E SoftBank? La plusvalenza incassata attraverso quella che abbiamo definito «la scommessa rischiosa» sarebbe di almeno 4 miliardi di dollari, secondo quanto riportato dalle indiscrezioni del Financial Times. Ciò nonostante, gli azionisti non avrebbero affatto gradito il tasso così elevato di risk on dell’operazione. Che, peraltro, sarebbe stata decisa e fortemente voluta proprio da Masayoshi Son, con tanto di tensioni all’interno della stessa Softbank, il cui approccio in questo senso sarebbe stato ben lontano da quello del classico asset manager: mica per niente il titolo della società giapponese ha perso più del 7% nella sessione successiva alla pubblicazione di Ft e Wsj, con otto miliardi di valore di mercato andati in fumo.

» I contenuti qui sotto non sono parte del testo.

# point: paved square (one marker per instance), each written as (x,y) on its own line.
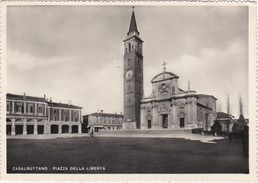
(125,155)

Una strategia, quella della compagnia giapponese, che ha un nome ben definito: «Positive gamma». Comprare cioè singole azioni di società hi-tech, tra cui Amazon, Microsoft, Netflix, Alphabet, Microsoft e Tesla per poi gonfiarle acquistando opzioni call sui titoli stessi. Portando così sia il Nasdaq Composite che l’S&P 500 a inanellare valori record continui, a cadenza quasi quotidiana, grazie alla forte incidenza rappresentata sui listini da una manciata di titoli tecnologici (i cosiddetti Faang). Un gestore di un hedge fund, rimasto anonimo, l’ha definita una delle operazioni di trading più imponenti degli ultimi vent’anni di attività. Non senza qualche anomalia, peraltro subito notata negli ambienti dell’alta finanza: classica situazione da melt-up, che mette gli investitori nelle condizioni di dover scegliere tra un’occasione da cogliere e un rischio da evitare. Di che valori stiamo palando? 335 miliardi di dollari è la somma complessiva nominale delle opzioni call lanciate sui singoli titoli americani. Secondo Goldman Sachs, il cui rapporto viene riportato dal Financial Times, equivale a una cifra superiore tre volte tanto la media del periodo tra il 2017 e il 2019. Lo strategist di Nomura Charlie McElligott, nel suo commento al giornale britannico, ha confermato che «l’aggressività del buyer misterioso delle call, unita alla fase di stanca nel trading tipica dell’estate, è stata un importante fattore non solo nello scatenare i rialzi di molti nomi dei big tech, ma lo stesso rialzo del mercato azionario Usa».